Getting Their Hands Dirty

Winter 2010

Robotics_club1

Johns Hopkins Robotics Team

Creativity Unleashed
Andrew Rohland ’12 always assumed there would be an undergraduate robotics team at Johns Hopkins. After all, the university is home to one of the premier robotics and computer sensing research groups in the world. And Rohland, whose Southern Maryland high school’s robotics team made it to the national finals in the Georgia Dome, figured there would be lots of like-minded students at the Whiting School of Engineering—classmates who enjoyed the challenge of working together to build and program robots and compete against teams from other schools for cash prizes and bragging rights.

But when he arrived on campus in Fall 2008, the mechanical engineering major learned that the university hadn’t had a robotics team in years. So he decided to start one. “Robotics gives students practice for ‘real world’ engineering and hopefully might even bring professors and undergraduates together for research opportunities,” says Rohland ’12. “I think a lot of students at Hopkins want to be in an extracurricular activity that is related to their field of study and more companies are looking for that as well.”

Rohland was surprised when 40 students who share his love for robotics joined the new team this fall. Faculty advisor and computer science professor Gregory Hager was surprised, too, but also pleased since he knows the experience allows undergraduates to draw on their knowledge of mechanical and electrical engineering, computer science, math, and physics and gain valuable experience. “The hands-on experience students get in the Robotics Team is as different from what they do in class as doing a thesis is from doing homework,” Hager says. “They get creative opportunities to collaborate and pool what they know to develop a complete system, then see it in action.”

On a recent evening, team members met in the Laboratory for Computational Sensing and Robotics to work on designs for two of the three competitions they plan to participate in this year. One group, led by Venkatesh Srinivas ’09, deliberated over the number of thrusters to buy for their entry for an Autonomous Underwater Vehicle competition sponsored by AUVSI (Association for Unmanned Vehicle Systems International). Their vehicle must perform a series of tasks underwater and the more thrusters they use, the easier the submarine will be to control. Despite having only $1,000 in their budget at the moment, the group decided to buy three thrusters, increase their fundraising, and cut back on their future pizza ordering. “Participating in these competitions is fun because you get to play with stuff that you hear about but you don’t understand until you actually do it,” Srinivas says.
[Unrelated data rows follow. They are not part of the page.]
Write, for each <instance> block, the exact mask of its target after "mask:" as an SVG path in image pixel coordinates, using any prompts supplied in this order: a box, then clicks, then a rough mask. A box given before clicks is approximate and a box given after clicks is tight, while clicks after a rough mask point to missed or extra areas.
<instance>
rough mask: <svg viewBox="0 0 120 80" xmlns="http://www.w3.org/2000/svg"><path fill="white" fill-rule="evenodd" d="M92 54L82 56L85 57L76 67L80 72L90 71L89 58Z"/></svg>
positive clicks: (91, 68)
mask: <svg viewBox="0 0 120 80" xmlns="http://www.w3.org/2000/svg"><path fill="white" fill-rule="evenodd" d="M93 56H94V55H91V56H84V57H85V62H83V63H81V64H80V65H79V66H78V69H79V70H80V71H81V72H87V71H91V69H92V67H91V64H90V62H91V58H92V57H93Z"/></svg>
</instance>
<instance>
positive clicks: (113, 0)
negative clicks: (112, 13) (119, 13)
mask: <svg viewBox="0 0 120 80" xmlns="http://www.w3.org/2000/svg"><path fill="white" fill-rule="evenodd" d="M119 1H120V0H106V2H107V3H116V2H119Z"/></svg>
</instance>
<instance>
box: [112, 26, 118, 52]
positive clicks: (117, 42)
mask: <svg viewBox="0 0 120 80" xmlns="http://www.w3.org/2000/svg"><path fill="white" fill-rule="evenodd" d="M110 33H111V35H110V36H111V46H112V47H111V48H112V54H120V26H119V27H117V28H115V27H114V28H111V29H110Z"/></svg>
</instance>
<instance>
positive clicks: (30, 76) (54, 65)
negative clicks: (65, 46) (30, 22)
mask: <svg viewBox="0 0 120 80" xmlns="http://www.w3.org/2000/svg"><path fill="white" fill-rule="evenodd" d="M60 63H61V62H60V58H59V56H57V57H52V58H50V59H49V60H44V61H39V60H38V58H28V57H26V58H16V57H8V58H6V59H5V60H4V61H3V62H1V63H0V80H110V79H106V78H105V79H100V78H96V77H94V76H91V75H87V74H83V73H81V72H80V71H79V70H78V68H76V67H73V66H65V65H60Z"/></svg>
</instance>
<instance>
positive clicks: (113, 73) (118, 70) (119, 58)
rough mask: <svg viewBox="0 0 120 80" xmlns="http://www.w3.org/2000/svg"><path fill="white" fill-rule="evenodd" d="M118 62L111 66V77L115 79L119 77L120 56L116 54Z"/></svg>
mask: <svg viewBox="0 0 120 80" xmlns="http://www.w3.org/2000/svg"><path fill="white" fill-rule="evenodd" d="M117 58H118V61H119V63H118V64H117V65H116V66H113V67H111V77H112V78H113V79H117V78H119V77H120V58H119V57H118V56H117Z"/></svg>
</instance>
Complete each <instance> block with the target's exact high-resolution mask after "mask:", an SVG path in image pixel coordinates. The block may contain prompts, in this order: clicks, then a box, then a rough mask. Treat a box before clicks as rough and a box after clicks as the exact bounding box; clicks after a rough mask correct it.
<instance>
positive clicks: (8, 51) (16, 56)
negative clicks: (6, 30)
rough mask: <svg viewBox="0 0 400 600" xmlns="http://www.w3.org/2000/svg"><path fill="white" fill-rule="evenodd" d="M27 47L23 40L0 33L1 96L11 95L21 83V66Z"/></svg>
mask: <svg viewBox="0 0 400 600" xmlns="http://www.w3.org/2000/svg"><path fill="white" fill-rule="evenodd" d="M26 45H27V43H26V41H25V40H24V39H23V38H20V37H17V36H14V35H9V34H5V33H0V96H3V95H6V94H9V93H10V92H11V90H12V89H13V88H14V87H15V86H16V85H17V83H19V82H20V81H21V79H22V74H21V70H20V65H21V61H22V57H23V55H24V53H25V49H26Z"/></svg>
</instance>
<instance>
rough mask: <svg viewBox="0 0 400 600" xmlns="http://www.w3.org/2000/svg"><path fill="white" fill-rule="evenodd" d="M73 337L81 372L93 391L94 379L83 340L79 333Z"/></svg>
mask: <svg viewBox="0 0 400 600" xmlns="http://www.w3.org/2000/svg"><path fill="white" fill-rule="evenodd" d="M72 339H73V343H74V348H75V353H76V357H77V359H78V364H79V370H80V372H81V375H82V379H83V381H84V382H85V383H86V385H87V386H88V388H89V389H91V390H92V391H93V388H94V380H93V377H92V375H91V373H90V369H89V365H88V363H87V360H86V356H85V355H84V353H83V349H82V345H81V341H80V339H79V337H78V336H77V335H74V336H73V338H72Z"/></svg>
Meanwhile, freshman Sinan Ozdemir led the second group in designing an entry for the AUVSI International Aerial Robotics Competition (IARC). Their task: To create a fully autonomous helicopter that can navigate a building, drop the flash drive it is carrying and pick up another, and avoid detection by laser trip wires. Their secret weapon? Sonar. “We’re not sure anyone has ever used sonar before,” says Ozdemir, a computer science major. “It’s a really cool idea that will get everyone’s attention. Even if we don’t win, people will remember it.”

Rohland is already thinking beyond the competitions, however. “It would be neat to have a robotic tour guide at Hopkins,” he says. “I know we could do it.”